To make this, I’m thinking about using two different network.

One is to classify augmentating the image or not The ohter is to classify the image based on label (Main task)

Network A makes output with False or True (0,1) to decide input image should be augmentated or not. Based on result of Network A, the image is augmentated and fed in to Network B to classify it with comparing to ground truth label.

I’m wondering that is this model will correctly backpropagate and learns correctly to increase the perfomance of image classification.

Because Network A and B is seprated image augmentation functtion which is non-differentiable.

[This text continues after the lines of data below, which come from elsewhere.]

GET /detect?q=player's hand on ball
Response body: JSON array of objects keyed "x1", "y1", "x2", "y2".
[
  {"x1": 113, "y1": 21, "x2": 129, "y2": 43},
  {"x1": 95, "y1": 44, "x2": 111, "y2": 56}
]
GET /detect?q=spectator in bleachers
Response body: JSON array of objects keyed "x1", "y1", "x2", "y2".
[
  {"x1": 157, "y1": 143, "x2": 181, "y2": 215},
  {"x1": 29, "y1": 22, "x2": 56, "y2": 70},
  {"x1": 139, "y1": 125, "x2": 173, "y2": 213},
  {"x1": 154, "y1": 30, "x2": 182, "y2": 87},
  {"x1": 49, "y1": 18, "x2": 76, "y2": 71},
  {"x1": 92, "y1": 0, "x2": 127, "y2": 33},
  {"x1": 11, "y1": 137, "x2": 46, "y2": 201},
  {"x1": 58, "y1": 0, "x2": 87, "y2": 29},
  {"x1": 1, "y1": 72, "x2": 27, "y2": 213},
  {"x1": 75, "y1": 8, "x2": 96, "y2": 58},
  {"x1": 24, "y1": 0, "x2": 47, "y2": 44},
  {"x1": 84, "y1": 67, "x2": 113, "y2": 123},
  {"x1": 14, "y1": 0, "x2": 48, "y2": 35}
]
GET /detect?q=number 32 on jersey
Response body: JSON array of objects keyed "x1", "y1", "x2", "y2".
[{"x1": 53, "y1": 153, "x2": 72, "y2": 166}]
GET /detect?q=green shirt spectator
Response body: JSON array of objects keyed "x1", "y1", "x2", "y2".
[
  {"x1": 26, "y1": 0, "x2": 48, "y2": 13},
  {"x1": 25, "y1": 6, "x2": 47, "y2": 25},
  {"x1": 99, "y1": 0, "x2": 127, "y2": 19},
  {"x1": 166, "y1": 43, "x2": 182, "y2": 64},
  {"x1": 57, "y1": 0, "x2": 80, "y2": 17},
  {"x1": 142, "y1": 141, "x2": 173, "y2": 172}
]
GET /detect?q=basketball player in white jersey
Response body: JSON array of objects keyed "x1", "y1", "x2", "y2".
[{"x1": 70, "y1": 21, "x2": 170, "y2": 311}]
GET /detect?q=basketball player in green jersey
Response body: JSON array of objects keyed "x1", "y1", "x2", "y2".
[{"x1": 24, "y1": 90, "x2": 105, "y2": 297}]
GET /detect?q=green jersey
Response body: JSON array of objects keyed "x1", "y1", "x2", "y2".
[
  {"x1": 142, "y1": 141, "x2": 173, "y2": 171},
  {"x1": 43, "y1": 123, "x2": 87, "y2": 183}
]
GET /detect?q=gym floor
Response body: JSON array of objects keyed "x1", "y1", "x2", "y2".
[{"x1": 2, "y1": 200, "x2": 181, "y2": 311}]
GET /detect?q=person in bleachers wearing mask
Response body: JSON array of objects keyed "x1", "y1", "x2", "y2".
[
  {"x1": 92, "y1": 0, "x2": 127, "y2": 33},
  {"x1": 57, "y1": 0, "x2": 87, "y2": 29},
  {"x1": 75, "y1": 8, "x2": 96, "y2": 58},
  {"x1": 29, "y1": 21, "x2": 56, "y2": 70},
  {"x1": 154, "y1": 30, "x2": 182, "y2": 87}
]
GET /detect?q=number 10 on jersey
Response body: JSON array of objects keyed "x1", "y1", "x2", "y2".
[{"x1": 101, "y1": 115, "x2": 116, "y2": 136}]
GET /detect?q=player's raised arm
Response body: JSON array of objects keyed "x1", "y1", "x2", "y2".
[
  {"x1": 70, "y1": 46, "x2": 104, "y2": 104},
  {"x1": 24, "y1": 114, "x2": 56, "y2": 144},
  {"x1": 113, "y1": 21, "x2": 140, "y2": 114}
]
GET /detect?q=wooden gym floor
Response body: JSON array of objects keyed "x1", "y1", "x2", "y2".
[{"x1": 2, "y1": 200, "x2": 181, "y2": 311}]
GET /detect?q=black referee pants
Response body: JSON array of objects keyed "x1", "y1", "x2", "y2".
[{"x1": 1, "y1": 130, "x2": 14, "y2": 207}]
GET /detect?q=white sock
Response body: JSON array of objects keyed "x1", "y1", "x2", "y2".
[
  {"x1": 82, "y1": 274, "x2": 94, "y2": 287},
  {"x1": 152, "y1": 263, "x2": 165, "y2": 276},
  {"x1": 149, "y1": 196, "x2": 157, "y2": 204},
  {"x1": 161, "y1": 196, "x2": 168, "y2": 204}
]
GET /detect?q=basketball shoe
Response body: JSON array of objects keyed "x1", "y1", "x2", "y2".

Sorry for my poor explanation, but I want to know is this method will theoretically work.

Hi Chan!

You are correct that because the information that Network A passes to
Network B is a discrete variable (zero or one), that connection will not
be usefully differentiable, and you will not be able to use backpropagation
and gradient descent to train Network A.

Here are two possible approaches:

Plan A: Have Network A pass a continuous value (say, any value between
zero and one, or perhaps from -inf to inf) to Network B, and have Network
B not augment the image if the value is zero, fully augment the image if the
value is one, and “partially” augment the image if the value is in between. Of
course such a scheme only makes sense if your use case has a sensible
notion of “partial augmentation.”

Plan B: Have Network B always classify both the unaugmented image and
the augmented image, compute the loss function for both images separately,
and combine the two loss-function values together using the continuous
value passed to Network B by Network A (say, by taking a weighted average
of the two loss values). Then backpropagate that combined loss value through
Network A (and use the resulting gradients to train Network A).

Of course, whether or not such schemes will work in practice will depend on
the details of your actual problem, but they illustrate plausible ways to make the
connection between Networks A and B continuous and usefully differentiable.

Best.

K. Frank